Earlier this week I asked if anyone knew the story behind the name of the road at the end of which was a Portsmouth swimming pool.
Although it was called the North End Swimming Pond it was actually at the end of Gruneisen Road, Stamshaw.
Odd name, I thought, so asked the question. Historian Jane Smith replied.
While she was researching the pond some years ago she discovered that at least two roads were named after the company which developed the area.
Jane says: ‘It seems that following the huge expansion of the dockyard in the 1850s, somewhere had to be found for all the dockyard workers to live.
‘Portsea was too small to accommodate them all so Stamshaw, in the north-west corner of Portsea Island, was chosen.’
She adds: ‘It was developed by the United Land Company Limited and Mr Gruneisen was the secretary and Mr Wilson was the surveyor. An amenity, the Stamshaw Swimming Pond, was designed to accompany this development, and opened in 1912.’ Question answered.
Jane, who is also an expert on Hilsea Lido, then returned to the subject of the pond. ‘The forerunner of Tooting Bec Lido was built in 1906 in a similar way for the houses surrounding it.
‘As they did not have running water, the local inhabitants were expected to use it as a bath. Perhaps this was also the case at Stamshaw?
‘I do know that it had no facility for changing the water apart from at high tide, so it was thought to be like swimming in pea soup with “pea” being the operative word... ’
•Rose Craven got in touch about the picture of The Mafeking pub in Old Portsmouth.
She thinks it might have been owned by the Beehive Brewery in Warblington Street which was owned by Rose’s great great grandfather Thomas Weeks.
She sent the following extract from a Portsmouth Paper:
‘The old town again produced one successful brewery which Thomas Weeks built in Warblington Street in 1832. He was very close to the St Mary’s Street area... full of beerhouses of dubious character and which seems to have acquired the notorious reputation formerly attached to Point, possibly as a result of the commercial dock being built on the Camber, but also doubtless influenced by the presence of the Colewort Barracks in Warblington Street/St Mary’s Street area.

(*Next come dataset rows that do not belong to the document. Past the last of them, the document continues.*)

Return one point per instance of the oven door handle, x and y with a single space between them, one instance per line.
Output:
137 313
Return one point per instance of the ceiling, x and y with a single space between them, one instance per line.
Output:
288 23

‘Brewing continued at Weeks’ Beehive Brewery, with its attached beerhouse, until 1895, it having been leased to William Feltham on Weeks’ death in 1870 and afterwards sold to Alexander Stannard.
‘In 1895 William Dupree acquired the business and brewing was transferred to Dupree’s other brewery at Cosham. A bonded store was built on the site of the Beehive Brewery used by Portsmouth United Breweries, Brickwoods and then Whitbread Wessex.’